What about these particular workloads (and the environments they're used in) make them 'serious' and why are other workloads 'lesser' and therefore the standard library 'suffices'? Why not use better containers for everything? Google, for instance, universally recommends Abseil.
- jstimpfle 1 day ago
  
  I stand by my statement. You are welcome to contend it, but then please actually suggest alternative workloads that could qualify as serious?
  Google also recommends using Golang in many cases, which was explicitly designed for not-so-experienced people. It is more geared towards creating services quickly and robustly, not towards squeezing out the last 10x of performance.

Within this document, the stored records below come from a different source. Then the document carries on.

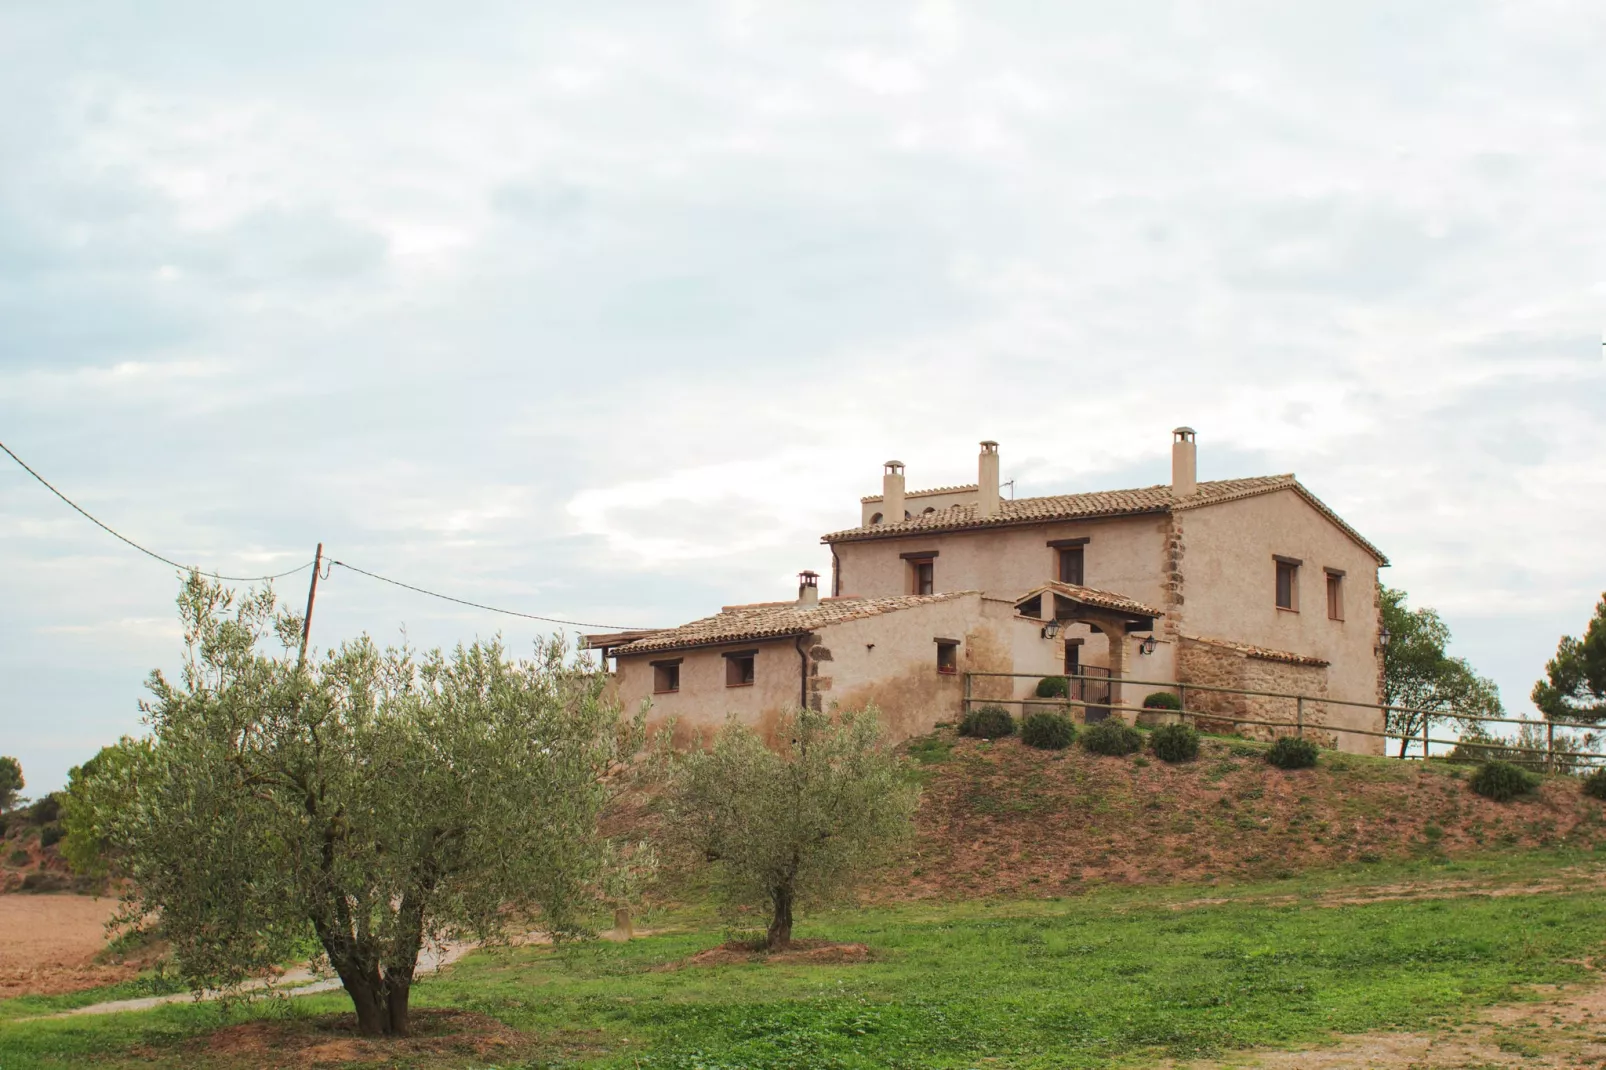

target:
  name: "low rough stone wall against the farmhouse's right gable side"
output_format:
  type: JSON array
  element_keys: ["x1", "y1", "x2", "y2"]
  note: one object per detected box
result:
[{"x1": 1177, "y1": 638, "x2": 1336, "y2": 747}]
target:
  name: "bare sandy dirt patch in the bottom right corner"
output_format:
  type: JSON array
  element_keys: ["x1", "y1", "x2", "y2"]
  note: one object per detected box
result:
[{"x1": 1166, "y1": 988, "x2": 1606, "y2": 1070}]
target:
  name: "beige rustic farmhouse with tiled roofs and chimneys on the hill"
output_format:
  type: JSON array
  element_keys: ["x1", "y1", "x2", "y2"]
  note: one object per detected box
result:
[{"x1": 586, "y1": 427, "x2": 1388, "y2": 753}]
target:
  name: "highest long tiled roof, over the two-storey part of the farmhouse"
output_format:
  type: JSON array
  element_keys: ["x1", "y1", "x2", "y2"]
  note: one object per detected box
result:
[{"x1": 821, "y1": 474, "x2": 1389, "y2": 564}]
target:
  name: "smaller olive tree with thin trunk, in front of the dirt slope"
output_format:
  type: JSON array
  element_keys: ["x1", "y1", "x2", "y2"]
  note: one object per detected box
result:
[{"x1": 663, "y1": 707, "x2": 919, "y2": 950}]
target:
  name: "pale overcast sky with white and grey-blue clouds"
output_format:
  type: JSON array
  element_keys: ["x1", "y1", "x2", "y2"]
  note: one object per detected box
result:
[{"x1": 0, "y1": 0, "x2": 1606, "y2": 792}]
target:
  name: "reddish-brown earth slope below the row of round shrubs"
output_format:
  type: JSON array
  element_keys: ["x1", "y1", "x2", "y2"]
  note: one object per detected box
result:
[{"x1": 877, "y1": 729, "x2": 1606, "y2": 898}]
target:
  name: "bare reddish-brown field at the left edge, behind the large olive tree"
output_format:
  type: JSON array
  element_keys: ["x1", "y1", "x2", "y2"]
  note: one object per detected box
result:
[{"x1": 0, "y1": 895, "x2": 138, "y2": 999}]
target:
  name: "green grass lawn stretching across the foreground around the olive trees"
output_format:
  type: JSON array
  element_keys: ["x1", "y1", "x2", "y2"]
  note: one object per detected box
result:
[{"x1": 0, "y1": 855, "x2": 1606, "y2": 1070}]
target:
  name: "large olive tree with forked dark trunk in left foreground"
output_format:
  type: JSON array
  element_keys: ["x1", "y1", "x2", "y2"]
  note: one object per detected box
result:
[{"x1": 103, "y1": 575, "x2": 639, "y2": 1035}]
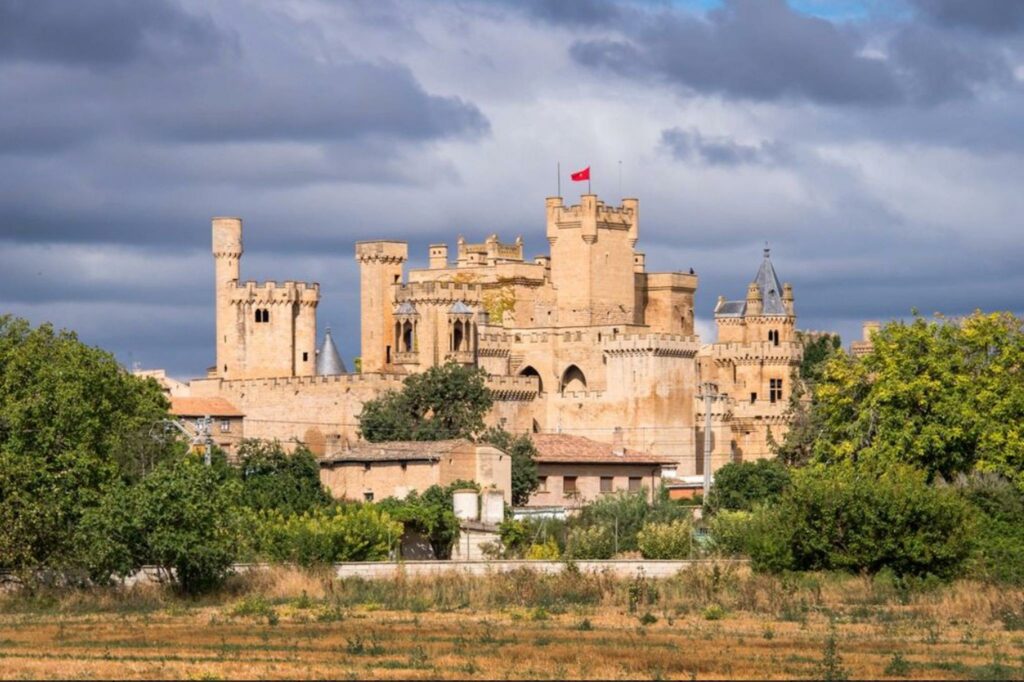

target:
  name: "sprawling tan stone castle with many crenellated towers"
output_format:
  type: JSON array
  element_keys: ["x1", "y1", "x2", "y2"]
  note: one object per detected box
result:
[{"x1": 191, "y1": 195, "x2": 803, "y2": 475}]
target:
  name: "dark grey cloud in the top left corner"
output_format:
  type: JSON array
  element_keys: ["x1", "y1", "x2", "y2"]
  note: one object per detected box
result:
[{"x1": 0, "y1": 0, "x2": 228, "y2": 68}]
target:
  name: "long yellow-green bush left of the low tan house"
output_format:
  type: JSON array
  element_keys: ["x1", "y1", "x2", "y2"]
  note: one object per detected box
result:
[{"x1": 249, "y1": 505, "x2": 402, "y2": 566}]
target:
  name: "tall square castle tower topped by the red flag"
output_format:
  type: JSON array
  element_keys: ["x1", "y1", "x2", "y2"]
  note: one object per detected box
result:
[{"x1": 547, "y1": 195, "x2": 640, "y2": 326}]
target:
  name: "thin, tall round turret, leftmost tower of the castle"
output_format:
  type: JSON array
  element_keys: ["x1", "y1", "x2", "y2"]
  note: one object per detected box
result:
[{"x1": 212, "y1": 217, "x2": 245, "y2": 379}]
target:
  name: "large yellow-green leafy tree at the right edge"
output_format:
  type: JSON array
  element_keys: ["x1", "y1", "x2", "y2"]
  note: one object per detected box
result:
[{"x1": 813, "y1": 312, "x2": 1024, "y2": 488}]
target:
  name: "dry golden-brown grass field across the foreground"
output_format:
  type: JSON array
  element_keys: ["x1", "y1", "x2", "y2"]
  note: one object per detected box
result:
[{"x1": 0, "y1": 566, "x2": 1024, "y2": 679}]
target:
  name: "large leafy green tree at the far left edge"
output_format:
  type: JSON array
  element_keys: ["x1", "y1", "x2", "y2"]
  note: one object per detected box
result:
[{"x1": 0, "y1": 315, "x2": 173, "y2": 579}]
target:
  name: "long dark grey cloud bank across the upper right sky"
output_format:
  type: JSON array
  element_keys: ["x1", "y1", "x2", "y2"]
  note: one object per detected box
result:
[{"x1": 570, "y1": 0, "x2": 1011, "y2": 106}]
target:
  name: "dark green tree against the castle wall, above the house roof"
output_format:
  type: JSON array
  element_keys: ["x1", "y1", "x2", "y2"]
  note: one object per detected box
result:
[{"x1": 359, "y1": 363, "x2": 494, "y2": 442}]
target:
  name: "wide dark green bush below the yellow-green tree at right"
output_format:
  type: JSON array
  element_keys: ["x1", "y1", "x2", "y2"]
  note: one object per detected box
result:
[{"x1": 751, "y1": 464, "x2": 975, "y2": 579}]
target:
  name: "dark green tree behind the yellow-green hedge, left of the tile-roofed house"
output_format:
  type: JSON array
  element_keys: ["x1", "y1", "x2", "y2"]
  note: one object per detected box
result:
[{"x1": 238, "y1": 439, "x2": 331, "y2": 514}]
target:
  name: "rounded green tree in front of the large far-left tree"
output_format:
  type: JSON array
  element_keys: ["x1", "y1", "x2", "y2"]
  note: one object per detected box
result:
[{"x1": 80, "y1": 455, "x2": 240, "y2": 594}]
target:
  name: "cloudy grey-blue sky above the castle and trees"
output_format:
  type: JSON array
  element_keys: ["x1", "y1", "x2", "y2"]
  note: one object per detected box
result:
[{"x1": 0, "y1": 0, "x2": 1024, "y2": 378}]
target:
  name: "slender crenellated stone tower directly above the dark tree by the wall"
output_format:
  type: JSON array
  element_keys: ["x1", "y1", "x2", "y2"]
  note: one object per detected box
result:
[{"x1": 355, "y1": 241, "x2": 409, "y2": 372}]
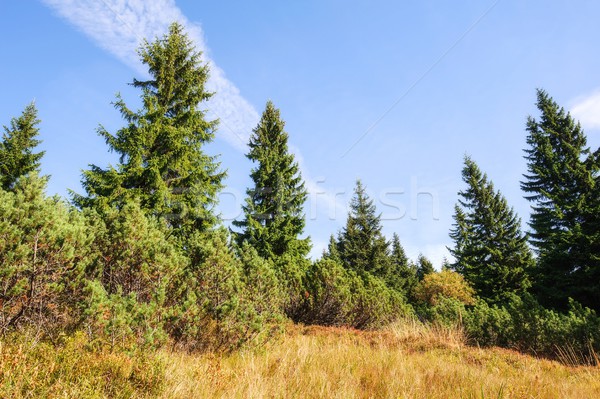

  I can't say anything about abseil, having never used it. "By Google" is not an immediate seal of quality, and it doesn't mean that one size fits all. I've recently seen a list of .so objects required in order link grpc (also by Google), there were like dozens of abseil .so's in the list IIRC. I don't like it! In my experience, validated countless times in my own practice, complexity => slow and hard to maintain and simplicity => fast and easy to change.
  Templatized C++ containers are generic recipes, they can't make use of local context and hence don't lead to the simplest solutions. They produce tons of boilerplate. They give you a decent single-threaded baseline performance in many cases, sure, but now start hammering these data structures using 16 CPUs in parallel... you might find that you should have designed your application completely differently.
  Like WalterBright says, I too use very simple data structures almost exclusively (arrays, linked lists, linear allocation). Most of these coded ad-hoc everywhere, very straightforward, very adaptable. Even hash maps I only use infrequently -- if I can, I just make keys such that I can index directly. I get performance from knowing exactly what happens, and minimize the work that needs to happen. I create immutable data objects (write-once) where possible. I've created my own pooled block-allocator for power of 2 sized allocations with book-keeping in shadow-memory (preventing fragmentation), massively reducing syscalls that modify virtual memory mappings and closely controlling memory used by various subsystems.
  I don't expect a library like abseil to solve many of my problems, it probably makes some things "easy" by taking away the very control from me that I need to solve the problem I have, resulting in unsolved problems and complexity.

miroljub 2 days ago

Because if you don't need any of these, any slop implementation will do.